Жизнь Джейн Остин - страница 23
Кассандра и Джейн, вернувшись, застали дома только двоих братьев, маленького Чарльза и неподражаемого Генри, шутника и балагура, сильно вытянувшегося в свои пятнадцать лет. Джордж, разумеется, отсутствовал, а трое остальных оставили дом ради приключений. Джеймс отправился в свое первое заграничное путешествие — на юго-запад Франции, чтобы навестить никому из них дотоле не известного супруга кузины Элизы, графа Жана Франсуа Капо де Фейида, в его поместье возле городка Нерак. Правда, по последним известиям, корабль Джеймса все еще стоял на якоре в Джерси, дожидаясь попутного ветра. Счастливчик Эдвард находился в Швейцарии (дальше планировался Дрезден, а потом Италия), а Фрэнсис — в мореходной школе в Портсмуте. Режим в этой школе был жестким, если не сказать жестоким, дисциплина поддерживалась с помощью кнута, поговаривали об издевательствах сильных над слабыми, безделье и пьянстве. Но Фрэнсис ни на что не жаловался. Он сам решил поступить в эту школу, успешно занимался там с апреля и собирался домой на короткие рождественские каникулы.
Перед Рождеством не знающий покоя дом священника освободился от учеников, разъехавшихся к родителям, чтобы тут же наполниться вновь — гостями. «Здесь собралось приятнейшее общество: сестра Хэнкок, мадам де Фейид и ее малыш, они приехали к нам в прошлый четверг и останутся до конца следующего месяца», — писала миссис Остин своей кентской племяннице Филе Уолтер 31 декабря 1786 года. Ожидались еще племянники Куперы, и «пятеро из моих детей тоже дома, Генри, Фрэнк, Чарльз и девочки, которых мы окончательно забрали из школы». Миссис Остин не указала полный титул своей племянницы Элизы, но французская графиня отбрасывала ослепительное сияние на все маленькое стивентонское общество.

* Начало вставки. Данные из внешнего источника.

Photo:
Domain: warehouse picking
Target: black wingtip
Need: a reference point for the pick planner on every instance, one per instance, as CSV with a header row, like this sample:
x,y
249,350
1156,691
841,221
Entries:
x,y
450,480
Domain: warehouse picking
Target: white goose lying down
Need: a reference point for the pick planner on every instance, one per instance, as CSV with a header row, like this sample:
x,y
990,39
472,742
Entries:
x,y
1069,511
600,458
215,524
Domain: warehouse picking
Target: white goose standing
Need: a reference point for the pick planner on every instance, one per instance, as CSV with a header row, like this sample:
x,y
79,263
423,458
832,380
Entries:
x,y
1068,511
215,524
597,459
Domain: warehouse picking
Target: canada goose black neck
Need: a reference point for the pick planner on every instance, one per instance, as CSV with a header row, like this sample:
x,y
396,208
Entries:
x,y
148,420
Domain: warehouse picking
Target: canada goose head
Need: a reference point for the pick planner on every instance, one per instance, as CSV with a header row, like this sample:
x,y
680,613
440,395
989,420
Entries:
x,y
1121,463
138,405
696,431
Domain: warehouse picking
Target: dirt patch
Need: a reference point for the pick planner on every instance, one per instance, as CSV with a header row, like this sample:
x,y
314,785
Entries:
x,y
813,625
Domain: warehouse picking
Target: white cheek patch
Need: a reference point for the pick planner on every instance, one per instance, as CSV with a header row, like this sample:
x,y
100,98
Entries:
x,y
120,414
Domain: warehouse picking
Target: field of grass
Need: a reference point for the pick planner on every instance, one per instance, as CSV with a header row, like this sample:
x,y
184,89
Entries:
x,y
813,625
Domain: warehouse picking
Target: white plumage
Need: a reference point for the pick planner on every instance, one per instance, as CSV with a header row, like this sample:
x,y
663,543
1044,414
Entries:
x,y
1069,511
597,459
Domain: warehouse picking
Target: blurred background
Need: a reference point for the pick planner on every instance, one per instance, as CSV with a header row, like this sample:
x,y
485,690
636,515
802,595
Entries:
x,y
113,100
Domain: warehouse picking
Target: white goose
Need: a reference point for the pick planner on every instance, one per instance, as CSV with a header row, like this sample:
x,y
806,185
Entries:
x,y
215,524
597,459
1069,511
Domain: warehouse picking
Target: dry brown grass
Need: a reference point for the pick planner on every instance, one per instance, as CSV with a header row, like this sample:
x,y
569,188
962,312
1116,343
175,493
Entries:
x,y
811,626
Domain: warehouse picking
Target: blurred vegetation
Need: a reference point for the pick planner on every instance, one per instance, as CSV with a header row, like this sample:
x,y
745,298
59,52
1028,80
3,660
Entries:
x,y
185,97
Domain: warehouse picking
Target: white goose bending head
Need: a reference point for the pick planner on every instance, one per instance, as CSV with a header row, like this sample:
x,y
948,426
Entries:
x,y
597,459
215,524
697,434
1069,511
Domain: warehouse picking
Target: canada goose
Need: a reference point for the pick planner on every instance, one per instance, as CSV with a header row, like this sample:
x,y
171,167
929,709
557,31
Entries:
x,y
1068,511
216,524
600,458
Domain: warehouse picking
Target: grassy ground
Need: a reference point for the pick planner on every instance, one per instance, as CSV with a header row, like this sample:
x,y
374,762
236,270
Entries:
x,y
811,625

Как будто райская птичка слетела в пасторский дом. Элиза с восторгом рассказывала о жизни в Лондоне, где они с матерью поселились возле Портмен-сквер, приобрели собственный экипаж и четверку лошадей и однажды ездили на придворный прием, причем на Элизе было платье с таким тяжелым кринолином, что она утомилась даже стоять в нем. Она рассказывала, как наносила визиты герцогиням и ездила в «Алмак»[31], где, как всем известно, собирался весь высший свет, и оставалась там до пяти утра.
Кузина Элиза одевалась по французской моде, говорила по-французски, как на родном языке, и привезла с собой горничную-француженку. Хотя месье граф не мог ее сопровождать, она без умолку рассказывала о его имениях и замках, о поездках с ним в Пиренеи и по отдаленным провинциям Франции, о театральных постановках в кругу их аристократических друзей и об их блистательной жизни в Париже. Как и миссис Лефрой, Элиза перешла важный рубеж в жизни женщины, не отказываясь от своих вкусов и удовольствий. Ничто в графине не казалось скучным или домашним, она обожала своего малыша, но заявляла, что у него «две мамы» — она сама и миссис Хэнкок, — и оставалась по-девичьи зависима от матери. Элиза обладала веселым характером, добрым сердцем, живо интересовалась всеми кузенами и кузинами и выказывала готовность принимать участие во всех семейных развлечениях, словно бы у нее и в помине не было никаких забот или обязанностей.
Каждый день она садилась за фортепиано, специально ради этого арендованное Остинами, и играла им. То, что Джейн с тех пор тоже полюбила музицировать, безусловно, заслуга Элизы. А еще у них устраивались танцы: «Во вторник в гостиной немного потанцуют, будут только наши дети, племянники и племянницы… маленькая семейная вечеринка». Предполагалось, что все гости останутся до конца января. Генри, как старший из оставшихся дома сыновей, принял на себя роль гостеприимного хозяина и партнера Элизы по танцам. Он умел вовремя пошутить, польстить, поддразнить, а она наслаждалась этими поддразниваниями, столь неприкрыто восхищенными. Генри был любимцем отца, его обожала Джейн, и Элиза тоже оценила его шарм и не имела ничего против того, чтобы заполучить английского Керубино в ряды своих воздыхателей. Перед тем как она покинула Стивентон, было условлено, что Генри навестит ее в Лондоне весной. «Мадам делается довольно бойкой», — писала ее тетка.